27th September 1996 at 01:00
Ian Nash reports on the findings of a TES survey which discovered that one in three colleges have frozen plans for growth.

Thatcher's children are the most self-centred and ungracious generation ever, according to many managers and principals involved in recruiting them for the new college year.

Several tutors interviewed for The TES survey said 1996 produced the most "arrogant" and "unhelpful" of prospective students among 16 and 17-year-olds.

Many students were reported signing up for more than one course and then failing to inform the college that they have decided to go elsewhere.

"We have always been troubled with this problem but it seems to have hit record levels this year," said one tutor at a south-coast college.

Her views were corroborated by the information manager of one of the fastest-growing colleges in the Midlands. "The intake this year were born the year after Margaret Thatcher came to office and quite frankly, they are the rudest I have ever come across."

When tutors asked for basic background information on the schools students had attended, they received answers such as: "How should I know? That's what you're paid to find out."

Several others shared the views but said it was "too simplistic" to dismiss it as a product of Thatcherism. A manager of a large London college said: "Teenagers are always bolshie. We are better than ever at recruiting and inducting students. But that means we see the bad as well as the good side of them a lot earlier."

Another said: "There are a lot more people staying in the system. A few years ago, many of these young people would not have even stepped into our colleges. "

Students see themselves as a marketable commodity for colleges and it is no surprise that they make demands accordingly, said one principal. "We must ask whether we are setting an example in the way we compete for students."

Adrian Perry, principal of Lambeth College, said some were giving students a false impression of their potential.

"There is some evidence of a lowering of standards by other FE colleges. For example we have students who we would only offer general national vocational qualification intermediate or foundation telling us they have been accepted for advanced elsewhere."

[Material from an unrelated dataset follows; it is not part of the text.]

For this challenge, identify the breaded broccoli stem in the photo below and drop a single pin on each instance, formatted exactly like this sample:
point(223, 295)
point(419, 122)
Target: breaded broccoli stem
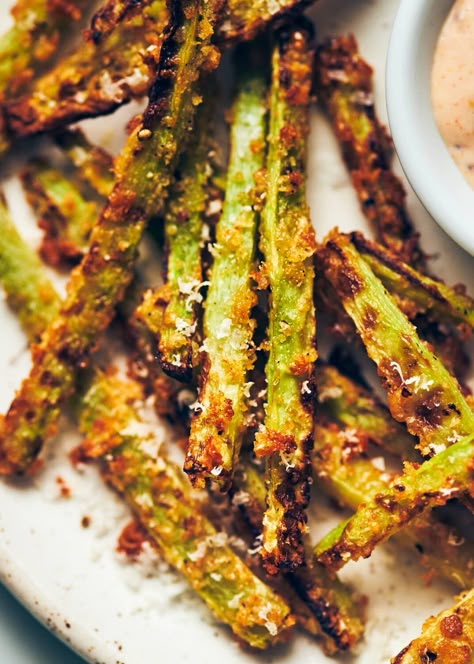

Other colleges reported a growth in poaching by other FE colleges, including tutors phoning students at home to tempt them away from competitors. While this does not appear widespread, it is a practice many say should be stopped.

However, the threat of massive poaching from FE by universities seeking to top up courses with shortages failed to transpire. The TES survey suggests about one in 20 colleges have been affected.

Principals say this may be partly because of the stiff warning issued by the Universities and Colleges Admissions Service (TES, August 16). Also, colleges have been better at fending off predators.

Richard Evans, principal of Stockport College of FHE, said: "It looks as though we have lost a few again, particularly in engineering, but nowhere near what we lost last year."